Ever since I first became a Hotel & Restaurant Inspector for the AA Hotel & Restaurant Guide, almost 20 years ago, to paraphrase the well known Boomtown Rats song from the 70s, I have hated Mondays. My principle reason for my intense dislike of the first day of the working week, is that so many businesses, having got the weekend over and done with, choose to close on a Monday.
It is virtually impossible, in our so called 24/7 society, to find a restaurant open, a pub that is serving food, to feed my groaning stomach, or a hairdresser or beautician to help me make my appearance look a little better. It seems to me that many small businesses, the type I prefer to shop in, all shut up shop, treating Monday as a ‘non-day’. Admittedly I am hardly a good example of work/life balance, but it is frustrating in the extreme nonetheless when I want to go about my business, and spend my hard earned money in their establishments.

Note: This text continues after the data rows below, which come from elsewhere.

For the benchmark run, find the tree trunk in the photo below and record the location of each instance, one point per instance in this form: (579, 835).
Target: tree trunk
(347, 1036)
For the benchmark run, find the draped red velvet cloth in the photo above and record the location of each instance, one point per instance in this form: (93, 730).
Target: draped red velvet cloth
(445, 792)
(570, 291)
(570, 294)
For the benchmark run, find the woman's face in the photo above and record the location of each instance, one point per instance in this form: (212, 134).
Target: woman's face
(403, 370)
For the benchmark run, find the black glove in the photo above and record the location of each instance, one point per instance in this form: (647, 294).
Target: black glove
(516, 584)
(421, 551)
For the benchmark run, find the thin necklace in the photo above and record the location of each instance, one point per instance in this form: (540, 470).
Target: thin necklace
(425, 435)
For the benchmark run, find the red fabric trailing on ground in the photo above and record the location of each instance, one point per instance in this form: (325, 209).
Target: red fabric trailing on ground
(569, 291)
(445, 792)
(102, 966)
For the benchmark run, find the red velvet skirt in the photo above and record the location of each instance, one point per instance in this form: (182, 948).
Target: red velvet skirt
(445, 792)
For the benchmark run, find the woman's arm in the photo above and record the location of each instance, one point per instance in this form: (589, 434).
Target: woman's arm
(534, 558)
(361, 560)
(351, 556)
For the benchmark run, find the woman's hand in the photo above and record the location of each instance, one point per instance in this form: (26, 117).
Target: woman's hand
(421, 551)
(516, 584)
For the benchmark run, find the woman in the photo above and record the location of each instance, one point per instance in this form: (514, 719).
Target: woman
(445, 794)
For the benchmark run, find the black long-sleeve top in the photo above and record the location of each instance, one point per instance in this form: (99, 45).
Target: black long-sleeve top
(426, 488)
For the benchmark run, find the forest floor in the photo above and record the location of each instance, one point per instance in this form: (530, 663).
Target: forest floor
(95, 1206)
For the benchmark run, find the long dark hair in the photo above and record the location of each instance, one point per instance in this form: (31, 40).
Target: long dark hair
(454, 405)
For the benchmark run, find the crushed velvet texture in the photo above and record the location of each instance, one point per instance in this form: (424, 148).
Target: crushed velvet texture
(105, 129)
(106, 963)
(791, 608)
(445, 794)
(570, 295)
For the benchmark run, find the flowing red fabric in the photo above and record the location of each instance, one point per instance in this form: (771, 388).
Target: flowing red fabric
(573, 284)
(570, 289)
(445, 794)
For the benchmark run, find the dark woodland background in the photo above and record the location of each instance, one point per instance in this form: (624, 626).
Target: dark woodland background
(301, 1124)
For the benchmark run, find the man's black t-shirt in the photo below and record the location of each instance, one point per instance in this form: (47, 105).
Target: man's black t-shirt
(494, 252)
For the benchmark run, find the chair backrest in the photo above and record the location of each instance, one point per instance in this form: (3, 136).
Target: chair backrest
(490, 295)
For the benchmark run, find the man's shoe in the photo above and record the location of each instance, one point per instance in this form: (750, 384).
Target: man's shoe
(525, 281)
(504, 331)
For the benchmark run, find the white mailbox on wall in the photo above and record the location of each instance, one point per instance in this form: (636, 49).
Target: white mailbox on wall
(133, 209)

However, gripe over, the real reason that I hate Mondays is that so many organisations have their meetings on a Monday, and frequently all at the same time. With the best will in the world I just cannot be in several different places at once; a classic example of not being able to please all of the people all of the time, despite my constant juggling act to ensure that no-one feels neglected. This often results in me making half of a meeting before dashing off to another one, and in the process completing missing a third if I’m not careful. This last Monday is a case in point. I try to arrange my working life to keep Mondays clear for meetings but I still ended up attending eight in all, going from home to Exeter, to Yeovil, to Taunton to Ilminster, all at a rate of knots. There is of course the argument about being over committed. I do my best before saying ‘yes’ to joining yet another committee, to find out what the time commitment will be. The response is usually ‘Oh, we only meet four times a year...’; that is until sod’s law dictates that each organisation will develop some previously unheard of issue or problem, that involves, yes, more meetings. Perhaps this is one of the reasons, that on the surface at least, when councillors’ expenses are published each year mine seem reassuringly high, but not without having undergone the utmost scrutiny by the office bods responsible for protecting the public purse. I know there are those who choose not to claim at all, but in spending over £100 a week on petrol that is not a luxury I can afford.
There does appear to be a good deal of focus on whether or not one attends meetings, but I would argue that it is more about the quality of the meeting, not how many you hold.
I was truly delighted when described publicly during my tenure as Chair of Somerset Schools’ Forum as being a ‘magnificent chair’, one of the highest compliments I’ve ever been paid. I like to do things well, and in preparation for such an exalted position I had taken formal training to give me a fighting chance of doing a good job. Chairing meetings is a skill, and I’m sad to say that not all committee chairmen have quite mastered the art; to maintain focus, having a tight agenda and sticking to it, whilst allowing those present the opportunity to have their say. For me, more important than the meeting itself, are the outcomes, the decisions taken and the resulting actions, within agreed timescales. I attend numerous meetings where the same items have in some cases been on the agenda for a VERY long time, seemingly without resolution. I fall foul of this on occasion, where I have neither the power nor the responsibility to carry out the task in hand, and were it not for the repercussions, there are many occasions when I’ve felt like taking action myself in an effort to evade the slow wheels of democracy, and its resulting bureaucracy, at work.
I admit that I have now become much more selective about which meetings to attend. If it is a choice between spending my time debating issues with a bunch of other councillors about things that will have little or no impact on the community I represent, or spending time in the community, with the opportunity to really engage with people on a meaningful level, then I always choose the latter.